All in all, Disagea 3 is one of the reasons I feel my PS3 was a worthwhile purchase after all, and I’m glad my next reviews are Hell’s Kitchen and ugh…TNA Impact meaning I’ll have a lot of time to play this game for fun instead of just review purposes.

Addictiveness Rating: Good

9. Appeal Factor

Here’s the odd thing. Nippon Ichi tends to make their games for the niche hardcore psychotic gamer. The type of gamers that no one wanted to play tabletop games with because they were obsessed with rules and stats crunching instead of you know, having fun. Disgaea 3 is no exception as it rewards you for that level of nerdy data manipulation and incessant playing that creates a maxed out character only to reincarnate them over and over again for super supremo stats that allow you to have a chance against Baal. Seriously, this is like playing Battletech in the high school cafeteria level of uber-nerd

At the same time, the writing is exceptionally witty and all that extra nerdy crap?
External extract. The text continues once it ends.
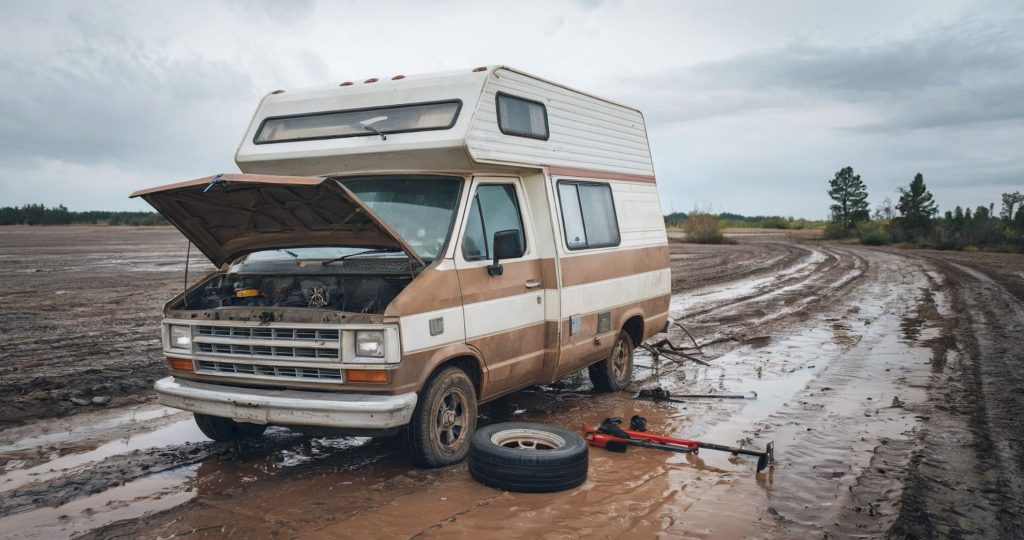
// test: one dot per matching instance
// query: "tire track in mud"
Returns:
(967, 475)
(824, 322)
It’s all optional, meaning even a mainstream gamer or an old JRPG fan that just doesn’t have the time to put into a game this large DOESN’T HAVE TO. So yes, this is the largest game released on the PS3 so far, but you can still play a normal length RPG game with Disgaea 3 and you can always come back to the other cycles or post game quests after the fact.

Really, in terms of hardcore stat munching and breeding, Disgaea 3 is akin to the Pokemon games, and Pokemon is the most successful video game franchise EVER. Just think of Disgaea 3 as a more adult oriented version and there’s no reason why you, the mainstream casual gamer can’t have fun with it. Well, except for the whole Hell and demons and evil is good bits I guess.
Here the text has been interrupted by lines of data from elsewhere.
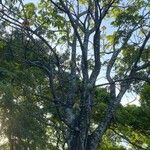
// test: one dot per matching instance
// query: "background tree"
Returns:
(75, 54)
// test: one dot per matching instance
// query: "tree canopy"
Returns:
(65, 67)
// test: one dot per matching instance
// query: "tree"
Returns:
(80, 46)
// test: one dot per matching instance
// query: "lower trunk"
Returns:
(79, 141)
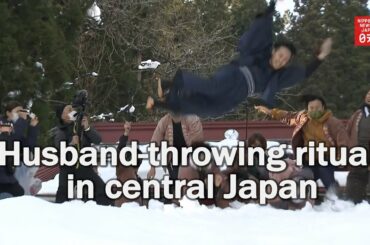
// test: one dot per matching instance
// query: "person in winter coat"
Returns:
(358, 128)
(65, 132)
(178, 131)
(125, 173)
(316, 124)
(262, 69)
(15, 127)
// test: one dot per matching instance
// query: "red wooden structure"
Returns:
(213, 130)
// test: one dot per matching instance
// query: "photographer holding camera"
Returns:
(17, 125)
(75, 130)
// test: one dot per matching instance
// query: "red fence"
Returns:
(213, 131)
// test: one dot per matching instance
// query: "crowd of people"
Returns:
(315, 123)
(263, 68)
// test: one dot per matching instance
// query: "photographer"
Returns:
(15, 127)
(66, 132)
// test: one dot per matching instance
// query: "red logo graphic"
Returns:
(362, 31)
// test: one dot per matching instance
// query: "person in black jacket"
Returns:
(64, 132)
(262, 69)
(15, 127)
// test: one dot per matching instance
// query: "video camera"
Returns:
(127, 112)
(79, 101)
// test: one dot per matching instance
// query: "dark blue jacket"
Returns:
(255, 48)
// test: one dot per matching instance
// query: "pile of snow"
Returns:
(29, 220)
(107, 173)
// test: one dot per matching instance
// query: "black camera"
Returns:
(127, 112)
(6, 124)
(79, 101)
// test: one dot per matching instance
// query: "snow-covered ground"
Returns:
(107, 173)
(29, 220)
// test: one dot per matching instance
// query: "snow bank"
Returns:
(28, 220)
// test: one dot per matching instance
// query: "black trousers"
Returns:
(82, 173)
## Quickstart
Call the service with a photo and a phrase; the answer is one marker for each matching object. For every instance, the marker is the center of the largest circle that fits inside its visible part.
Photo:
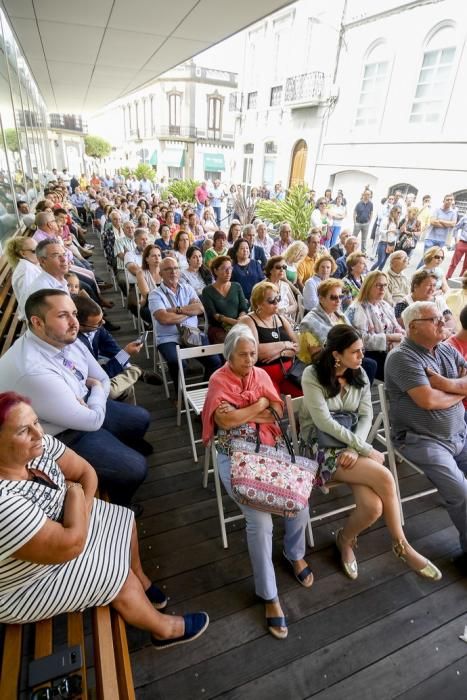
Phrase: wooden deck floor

Appeal Factor: Above Average

10. Miscellaneous

There’s not much left to say here. Disgaea 3 is definitely a love letter to Nippon Ichi fans…for the most part. It’s the biggest, most customizable Disgaea yet, with a cast and crew of characters that you are sure to have fun with, even if they’re not as memorable as the original characters.

This review is into seven pages in Microsoft Word and I still feel I haven’t described the game in enough detail to do it justice. It’s that big! I guess you’d call that an “Absence of Justice” then. Ho ho ho. Oy, that was bad.
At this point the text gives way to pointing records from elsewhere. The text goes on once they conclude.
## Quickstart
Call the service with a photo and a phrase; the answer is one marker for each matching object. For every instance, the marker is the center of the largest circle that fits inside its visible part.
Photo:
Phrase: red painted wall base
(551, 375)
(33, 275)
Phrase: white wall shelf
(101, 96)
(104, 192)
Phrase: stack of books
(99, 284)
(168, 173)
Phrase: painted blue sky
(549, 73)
I suppose I could do a plug for Doublejump’s strategy guide here. Although the binding of their products is generally quite poor and your guide will be falling apart in less than a week, it really is packed full of HUNDREDS of pages of information, tips, statistics and other mumbo jumbo that fans of the series will die for. I’m normally a guy that gives thumb’s down to strategy guides of any kind, but Doublejump has gone the route of the old Working Designs’ guides, meaning they are just as much pieces of art as they art cheat sheets for those of you who can’t play the game properly.

A fun little game offer more content then any other title for the PS3. Quite an impressive feat and this is certainly proof of the importance of substance over style.

Miscellaneous Rating: Unparalleled

The Scores
Story: Good
Graphics: Bad
Sound: Unparalleled
Control and Gameplay: Unparalleled
Replayability: Unparalleled
Balance: Poor
Originality: Bad
Addictiveness: Good
Appeal Factor: Above Average
Miscellaneous: Unparalleled
FINAL SCORE: GOOD GAME

Short Attention Span Summary
As a step above Disgaea 2 and a step below Disgaea: Disgaea 3 is a welcome addition to both the Marl’s Kingdom shared universe of SRPG’s, and also my gaming collection. It’s a good quality title, even if it is a bit of an eyesore. You don’t need to have played any of the previous games to enjoy this one, but if you DO try it and like it, the original Disgaea is being ported to the DS next month along with the game that started it all: Rhapsody. For now though, you better get started on D3 as it’s arguably the longest game you will ever play.